TD Was Convenient for Criminals
Also private equity plumbing, public-market OpenAI, VistaJet and ultra-high-net-worth breakpoints.
One job of a bank is to stop crime. If someone is selling illegal drugs or doing terrorism or being Jeffrey Epstein, he will want a bank account to send and receive money; this is called “money laundering.”1 The US government expects banks to check for criminals, stop them from opening accounts and sending or receiving money, and report their crimes to the government. If a bank does not do this, it will get in trouble. The trouble will consist of (1) a large fine, (2) a guilty plea to federal crimes and (3) Justice Department officials giving a press conference in which they say “Bank X became involved in terrorism and drug trafficking.” These consequences seem bad.
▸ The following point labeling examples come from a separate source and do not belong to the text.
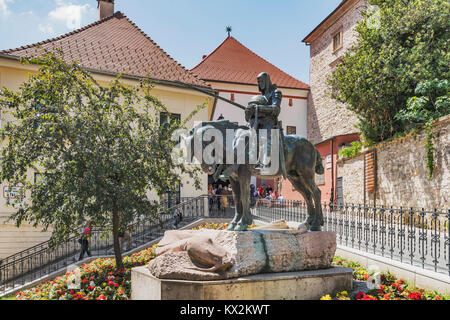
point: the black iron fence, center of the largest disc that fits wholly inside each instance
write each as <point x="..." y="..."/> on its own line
<point x="418" y="237"/>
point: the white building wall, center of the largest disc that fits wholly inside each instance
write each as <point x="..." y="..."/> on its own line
<point x="295" y="115"/>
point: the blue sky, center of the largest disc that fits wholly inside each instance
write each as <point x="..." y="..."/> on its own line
<point x="186" y="29"/>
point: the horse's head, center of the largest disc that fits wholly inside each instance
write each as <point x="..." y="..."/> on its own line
<point x="206" y="140"/>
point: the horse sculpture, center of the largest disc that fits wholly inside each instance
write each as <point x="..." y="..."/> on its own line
<point x="301" y="162"/>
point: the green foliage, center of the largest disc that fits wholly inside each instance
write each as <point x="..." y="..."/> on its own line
<point x="99" y="150"/>
<point x="382" y="70"/>
<point x="431" y="102"/>
<point x="352" y="151"/>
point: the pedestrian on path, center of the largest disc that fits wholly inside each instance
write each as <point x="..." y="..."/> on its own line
<point x="178" y="215"/>
<point x="85" y="241"/>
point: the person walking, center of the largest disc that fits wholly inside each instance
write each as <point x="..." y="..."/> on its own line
<point x="178" y="217"/>
<point x="125" y="235"/>
<point x="85" y="241"/>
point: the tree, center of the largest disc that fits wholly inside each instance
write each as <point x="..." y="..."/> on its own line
<point x="381" y="71"/>
<point x="99" y="150"/>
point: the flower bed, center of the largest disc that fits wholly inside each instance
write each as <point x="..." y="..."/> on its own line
<point x="98" y="280"/>
<point x="390" y="288"/>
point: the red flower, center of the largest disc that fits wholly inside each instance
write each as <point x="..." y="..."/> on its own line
<point x="415" y="296"/>
<point x="367" y="297"/>
<point x="359" y="295"/>
<point x="101" y="297"/>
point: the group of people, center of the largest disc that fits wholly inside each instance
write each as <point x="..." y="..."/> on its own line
<point x="220" y="194"/>
<point x="85" y="240"/>
<point x="264" y="193"/>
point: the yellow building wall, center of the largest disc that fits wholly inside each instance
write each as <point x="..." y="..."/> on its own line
<point x="177" y="100"/>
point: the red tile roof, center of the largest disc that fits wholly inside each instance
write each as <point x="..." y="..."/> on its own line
<point x="235" y="63"/>
<point x="114" y="44"/>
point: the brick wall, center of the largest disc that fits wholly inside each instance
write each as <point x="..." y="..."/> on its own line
<point x="326" y="117"/>
<point x="402" y="176"/>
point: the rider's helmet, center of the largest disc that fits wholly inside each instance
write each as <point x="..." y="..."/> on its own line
<point x="259" y="100"/>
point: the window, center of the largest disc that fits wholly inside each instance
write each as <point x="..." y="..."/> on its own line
<point x="320" y="178"/>
<point x="337" y="41"/>
<point x="291" y="130"/>
<point x="167" y="118"/>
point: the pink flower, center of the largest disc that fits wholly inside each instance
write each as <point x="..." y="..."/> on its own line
<point x="101" y="297"/>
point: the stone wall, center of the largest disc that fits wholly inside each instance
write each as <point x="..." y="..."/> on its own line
<point x="327" y="117"/>
<point x="402" y="176"/>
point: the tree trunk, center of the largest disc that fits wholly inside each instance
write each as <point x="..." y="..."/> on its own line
<point x="117" y="249"/>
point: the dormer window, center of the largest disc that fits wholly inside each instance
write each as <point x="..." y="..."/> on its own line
<point x="338" y="42"/>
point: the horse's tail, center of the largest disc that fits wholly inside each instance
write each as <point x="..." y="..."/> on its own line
<point x="319" y="165"/>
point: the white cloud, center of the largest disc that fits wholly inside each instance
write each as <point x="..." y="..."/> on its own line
<point x="68" y="13"/>
<point x="48" y="29"/>
<point x="4" y="10"/>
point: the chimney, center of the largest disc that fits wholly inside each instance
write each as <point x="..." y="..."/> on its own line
<point x="105" y="8"/>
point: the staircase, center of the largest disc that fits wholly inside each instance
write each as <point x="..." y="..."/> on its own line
<point x="37" y="262"/>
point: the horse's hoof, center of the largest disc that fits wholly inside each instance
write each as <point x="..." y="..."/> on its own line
<point x="241" y="227"/>
<point x="315" y="228"/>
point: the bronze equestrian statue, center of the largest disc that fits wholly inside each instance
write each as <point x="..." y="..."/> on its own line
<point x="298" y="159"/>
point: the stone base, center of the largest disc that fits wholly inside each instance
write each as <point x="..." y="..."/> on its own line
<point x="304" y="285"/>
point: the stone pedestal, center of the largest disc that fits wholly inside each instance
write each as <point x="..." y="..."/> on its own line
<point x="303" y="285"/>
<point x="282" y="264"/>
<point x="252" y="252"/>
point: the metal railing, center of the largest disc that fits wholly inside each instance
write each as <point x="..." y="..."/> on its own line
<point x="42" y="260"/>
<point x="418" y="237"/>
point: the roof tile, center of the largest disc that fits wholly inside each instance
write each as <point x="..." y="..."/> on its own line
<point x="114" y="44"/>
<point x="233" y="62"/>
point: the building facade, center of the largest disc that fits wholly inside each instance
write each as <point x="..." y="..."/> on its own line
<point x="106" y="48"/>
<point x="328" y="43"/>
<point x="232" y="69"/>
<point x="330" y="126"/>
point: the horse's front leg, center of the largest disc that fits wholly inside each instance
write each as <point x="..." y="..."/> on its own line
<point x="246" y="220"/>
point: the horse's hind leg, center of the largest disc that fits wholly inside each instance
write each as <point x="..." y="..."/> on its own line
<point x="299" y="184"/>
<point x="246" y="220"/>
<point x="237" y="202"/>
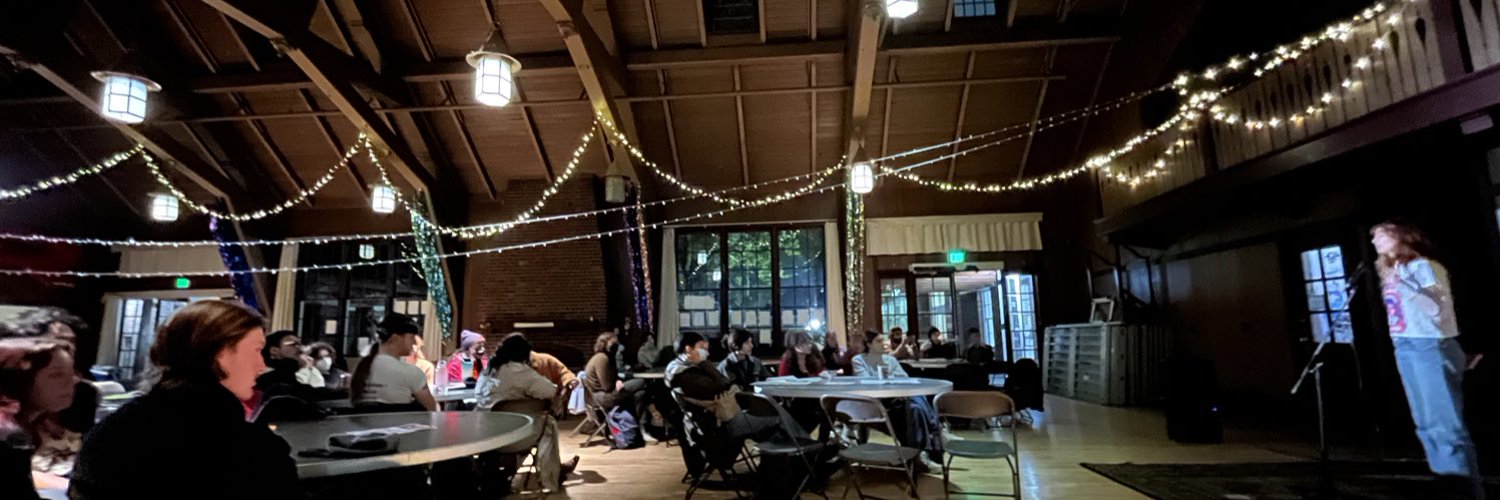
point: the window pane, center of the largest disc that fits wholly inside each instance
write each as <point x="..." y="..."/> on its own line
<point x="1332" y="262"/>
<point x="1310" y="266"/>
<point x="1337" y="299"/>
<point x="1316" y="296"/>
<point x="1320" y="328"/>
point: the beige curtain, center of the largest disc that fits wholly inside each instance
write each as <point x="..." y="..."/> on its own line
<point x="284" y="307"/>
<point x="936" y="234"/>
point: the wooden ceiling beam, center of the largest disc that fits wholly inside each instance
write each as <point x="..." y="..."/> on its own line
<point x="866" y="26"/>
<point x="963" y="108"/>
<point x="599" y="68"/>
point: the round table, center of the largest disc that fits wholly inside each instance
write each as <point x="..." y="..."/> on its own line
<point x="863" y="386"/>
<point x="455" y="434"/>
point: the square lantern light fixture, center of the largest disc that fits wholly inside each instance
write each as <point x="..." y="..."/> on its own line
<point x="900" y="9"/>
<point x="383" y="198"/>
<point x="494" y="71"/>
<point x="125" y="95"/>
<point x="164" y="207"/>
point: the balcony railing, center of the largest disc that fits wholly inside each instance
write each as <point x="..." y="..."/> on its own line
<point x="1331" y="78"/>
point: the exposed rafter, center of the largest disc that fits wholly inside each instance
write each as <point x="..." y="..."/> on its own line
<point x="600" y="69"/>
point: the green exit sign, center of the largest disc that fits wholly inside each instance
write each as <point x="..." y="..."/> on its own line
<point x="957" y="256"/>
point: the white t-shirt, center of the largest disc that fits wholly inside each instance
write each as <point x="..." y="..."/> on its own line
<point x="1407" y="299"/>
<point x="392" y="382"/>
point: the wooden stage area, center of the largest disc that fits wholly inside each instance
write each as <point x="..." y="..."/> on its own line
<point x="1070" y="433"/>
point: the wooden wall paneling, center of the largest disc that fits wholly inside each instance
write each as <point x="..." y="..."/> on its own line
<point x="1482" y="32"/>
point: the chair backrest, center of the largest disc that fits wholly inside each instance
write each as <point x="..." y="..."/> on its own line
<point x="974" y="404"/>
<point x="858" y="410"/>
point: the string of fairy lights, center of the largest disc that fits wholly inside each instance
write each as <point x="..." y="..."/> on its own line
<point x="1199" y="104"/>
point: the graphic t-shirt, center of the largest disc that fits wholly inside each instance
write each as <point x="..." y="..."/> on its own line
<point x="392" y="382"/>
<point x="1407" y="304"/>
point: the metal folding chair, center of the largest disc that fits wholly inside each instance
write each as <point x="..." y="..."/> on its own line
<point x="980" y="404"/>
<point x="851" y="410"/>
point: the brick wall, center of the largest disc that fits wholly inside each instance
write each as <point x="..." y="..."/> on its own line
<point x="558" y="283"/>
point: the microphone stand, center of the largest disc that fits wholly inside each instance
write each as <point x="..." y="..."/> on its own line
<point x="1314" y="368"/>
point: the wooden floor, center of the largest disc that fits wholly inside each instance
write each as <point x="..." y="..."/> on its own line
<point x="1070" y="433"/>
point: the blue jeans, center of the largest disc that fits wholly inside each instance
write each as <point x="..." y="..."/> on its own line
<point x="1433" y="376"/>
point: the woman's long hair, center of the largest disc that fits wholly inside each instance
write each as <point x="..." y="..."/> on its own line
<point x="1410" y="243"/>
<point x="21" y="359"/>
<point x="189" y="343"/>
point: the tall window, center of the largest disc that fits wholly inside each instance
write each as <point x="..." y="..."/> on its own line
<point x="764" y="281"/>
<point x="1328" y="302"/>
<point x="972" y="8"/>
<point x="1020" y="299"/>
<point x="987" y="316"/>
<point x="935" y="305"/>
<point x="893" y="304"/>
<point x="342" y="307"/>
<point x="750" y="281"/>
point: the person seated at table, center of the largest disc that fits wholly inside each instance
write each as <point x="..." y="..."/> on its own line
<point x="188" y="436"/>
<point x="36" y="385"/>
<point x="512" y="377"/>
<point x="740" y="367"/>
<point x="329" y="364"/>
<point x="702" y="385"/>
<point x="468" y="362"/>
<point x="383" y="379"/>
<point x="56" y="452"/>
<point x="284" y="353"/>
<point x="936" y="346"/>
<point x="603" y="380"/>
<point x="419" y="359"/>
<point x="914" y="419"/>
<point x="903" y="347"/>
<point x="977" y="352"/>
<point x="875" y="356"/>
<point x="648" y="353"/>
<point x="801" y="358"/>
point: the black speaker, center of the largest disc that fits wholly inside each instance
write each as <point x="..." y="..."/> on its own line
<point x="1191" y="407"/>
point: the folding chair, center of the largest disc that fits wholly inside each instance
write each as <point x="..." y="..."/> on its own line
<point x="540" y="413"/>
<point x="593" y="415"/>
<point x="849" y="410"/>
<point x="980" y="404"/>
<point x="759" y="404"/>
<point x="711" y="443"/>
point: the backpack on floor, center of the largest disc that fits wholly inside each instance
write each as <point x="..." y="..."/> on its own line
<point x="624" y="430"/>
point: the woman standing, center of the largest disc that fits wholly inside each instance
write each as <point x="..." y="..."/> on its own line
<point x="191" y="425"/>
<point x="36" y="385"/>
<point x="1419" y="311"/>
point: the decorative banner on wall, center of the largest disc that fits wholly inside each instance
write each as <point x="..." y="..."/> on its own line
<point x="426" y="239"/>
<point x="234" y="260"/>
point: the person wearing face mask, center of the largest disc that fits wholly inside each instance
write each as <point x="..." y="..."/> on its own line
<point x="740" y="367"/>
<point x="602" y="379"/>
<point x="468" y="362"/>
<point x="702" y="385"/>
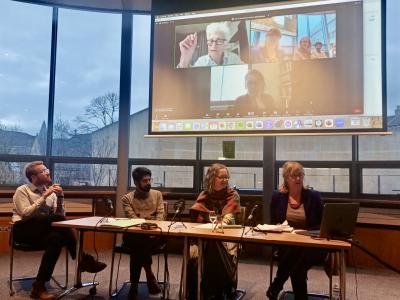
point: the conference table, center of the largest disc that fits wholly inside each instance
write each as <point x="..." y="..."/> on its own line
<point x="189" y="231"/>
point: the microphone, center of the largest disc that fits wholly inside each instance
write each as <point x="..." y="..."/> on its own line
<point x="251" y="215"/>
<point x="109" y="205"/>
<point x="110" y="208"/>
<point x="179" y="206"/>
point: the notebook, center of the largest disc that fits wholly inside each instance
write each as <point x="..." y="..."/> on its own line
<point x="338" y="221"/>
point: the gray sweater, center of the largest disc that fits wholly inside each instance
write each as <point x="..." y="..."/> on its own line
<point x="150" y="207"/>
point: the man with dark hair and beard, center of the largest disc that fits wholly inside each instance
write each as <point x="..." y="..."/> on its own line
<point x="144" y="203"/>
<point x="36" y="205"/>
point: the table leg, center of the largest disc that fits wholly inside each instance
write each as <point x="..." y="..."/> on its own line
<point x="78" y="274"/>
<point x="199" y="267"/>
<point x="342" y="274"/>
<point x="185" y="261"/>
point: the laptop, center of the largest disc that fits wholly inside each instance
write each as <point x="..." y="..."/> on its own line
<point x="338" y="221"/>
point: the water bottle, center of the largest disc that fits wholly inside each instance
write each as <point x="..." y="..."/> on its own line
<point x="335" y="292"/>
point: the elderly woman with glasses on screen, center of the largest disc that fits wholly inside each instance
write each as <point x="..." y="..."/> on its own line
<point x="221" y="267"/>
<point x="217" y="40"/>
<point x="302" y="208"/>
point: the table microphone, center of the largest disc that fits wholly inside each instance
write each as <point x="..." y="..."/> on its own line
<point x="179" y="206"/>
<point x="251" y="215"/>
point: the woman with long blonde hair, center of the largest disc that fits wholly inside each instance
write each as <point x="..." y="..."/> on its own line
<point x="302" y="208"/>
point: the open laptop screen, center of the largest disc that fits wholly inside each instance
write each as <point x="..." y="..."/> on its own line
<point x="339" y="220"/>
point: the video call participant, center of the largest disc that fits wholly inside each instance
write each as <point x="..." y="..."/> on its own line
<point x="304" y="49"/>
<point x="144" y="203"/>
<point x="302" y="208"/>
<point x="36" y="205"/>
<point x="220" y="268"/>
<point x="217" y="40"/>
<point x="271" y="51"/>
<point x="317" y="52"/>
<point x="255" y="100"/>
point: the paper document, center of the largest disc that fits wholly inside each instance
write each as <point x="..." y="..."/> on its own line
<point x="121" y="222"/>
<point x="274" y="228"/>
<point x="211" y="226"/>
<point x="205" y="226"/>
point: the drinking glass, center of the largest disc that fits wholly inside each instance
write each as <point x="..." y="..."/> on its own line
<point x="213" y="216"/>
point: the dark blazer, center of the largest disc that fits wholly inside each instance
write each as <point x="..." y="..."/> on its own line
<point x="313" y="207"/>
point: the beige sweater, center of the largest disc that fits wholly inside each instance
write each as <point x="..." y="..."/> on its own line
<point x="150" y="207"/>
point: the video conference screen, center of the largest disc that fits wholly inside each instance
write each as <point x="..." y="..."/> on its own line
<point x="291" y="67"/>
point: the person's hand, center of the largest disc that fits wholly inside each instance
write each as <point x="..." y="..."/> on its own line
<point x="187" y="47"/>
<point x="55" y="188"/>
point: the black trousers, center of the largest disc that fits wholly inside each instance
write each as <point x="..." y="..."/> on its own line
<point x="39" y="233"/>
<point x="294" y="262"/>
<point x="219" y="279"/>
<point x="141" y="249"/>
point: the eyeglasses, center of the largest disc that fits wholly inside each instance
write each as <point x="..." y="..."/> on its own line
<point x="295" y="176"/>
<point x="43" y="171"/>
<point x="218" y="42"/>
<point x="147" y="180"/>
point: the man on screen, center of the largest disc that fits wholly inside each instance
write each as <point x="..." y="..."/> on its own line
<point x="271" y="52"/>
<point x="317" y="52"/>
<point x="217" y="40"/>
<point x="255" y="100"/>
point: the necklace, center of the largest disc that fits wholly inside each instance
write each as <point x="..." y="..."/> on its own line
<point x="294" y="204"/>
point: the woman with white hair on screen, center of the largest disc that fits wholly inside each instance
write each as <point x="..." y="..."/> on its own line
<point x="217" y="40"/>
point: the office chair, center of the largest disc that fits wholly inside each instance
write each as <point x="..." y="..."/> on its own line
<point x="14" y="245"/>
<point x="329" y="267"/>
<point x="123" y="249"/>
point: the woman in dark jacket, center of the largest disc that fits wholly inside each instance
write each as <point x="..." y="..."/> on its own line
<point x="302" y="208"/>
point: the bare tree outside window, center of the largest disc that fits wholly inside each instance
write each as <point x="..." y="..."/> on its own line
<point x="101" y="111"/>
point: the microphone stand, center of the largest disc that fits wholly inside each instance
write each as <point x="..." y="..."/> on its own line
<point x="178" y="213"/>
<point x="249" y="218"/>
<point x="218" y="221"/>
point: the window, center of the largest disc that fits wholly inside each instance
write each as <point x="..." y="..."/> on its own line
<point x="313" y="148"/>
<point x="74" y="174"/>
<point x="381" y="181"/>
<point x="12" y="173"/>
<point x="25" y="32"/>
<point x="87" y="84"/>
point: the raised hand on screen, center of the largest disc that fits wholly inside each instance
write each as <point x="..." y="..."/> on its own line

On the other hand, it is impossible for any bank to do this perfectly. Banks do not know exactly the source of funds for every $40 ATM deposit; they don’t know exactly what their customers get up to when they’re not at the bank. A law like “don’t sell cocaine” is relatively straightforward to enforce: If you sell cocaine, you are guilty; if not, not. A law like “don’t provide banking services to cocaine dealers” is harder: If you are a big bank with millions of customers, and you do your best to check to make sure none of them are cocaine dealers, but one customer works a legitimate job but also sells a little cocaine on the side, are you guilty of a crime?